Studio album by Points North
- Released: April 21, 2015
- Studio: Foothill College Studio 1100 (Los Altos Hills, California)
- Genre: Instrumental rock, progressive rock
- Length: 52:42
- Label: Magna Carta
- Producer: Eric Barnett; Danny Danzi associate; Dave de Villers associate;

Points North chronology
| Road Less Traveled (2012) | Points North (2015) |  |

= Points North (album) =

Points North is the second studio album by the instrumental rock band Points North. It was recorded at the Foothill College Studio 1100 and released on April 21, 2015, on Magna Carta Records.

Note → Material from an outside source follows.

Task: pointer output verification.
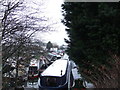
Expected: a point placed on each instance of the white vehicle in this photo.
(57, 75)
(33, 69)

This album is the group's first with bassist Uriah Duffy. It contains a track "Colorblind" that finds the band adding vocal elements to their previous all-instrumental portfolio. This album has found critical acclaim on rock and progressive rock review sites.

== Track listing ==

| No. | Title | Length |
|---|---|---|
| 1. | "Ignition" | 3:58 |
| 2. | "Northstar" | 4:37 |
| 3. | "Child's Play" | 5:18 |
| 4. | "Sky Punch" | 3:25 |
| 5. | "Rites of Passage" | 5:25 |
| 6. | "Colorblind" | 3:52 |
| 7. | "Harlequin" | 5:08 |
| 8. | "Turning Point (La Villa De Villers)" | 7:15 |
| 9. | "Redeye" | 4:42 |
| 10. | "Foxes & Cougars" | 5:19 |
| 11. | "Killer Pounder" | 3:43 |
| Total length: |  | 52:42 |

== Personnel ==
- Eric Barnett – guitar
- Kevin Aiello – drums
- Uriah Duffy – bass

=== Additional personnel ===
- David Earl – keyboards, piano

=== Credits ===
- Eric Barnett – producer
- Danny Danzi – associate producer, mixing, mastering
- Dave de Villers – associate producer, recording engineer
- Ian Henry – recording engineer
- Chris Refino – recording engineer
- James Risher – recording engineer
- Anne-Marie Suenram – recording engineer
- Dave Lepori – band photo
- Fernando Ricciardulli – artwork, graphic design
- Laura Fielding – logistics, road crew
- Louis Green – logistics, road crew

Personnel list from AllMusic, additional personnel and credits from the CD artwork.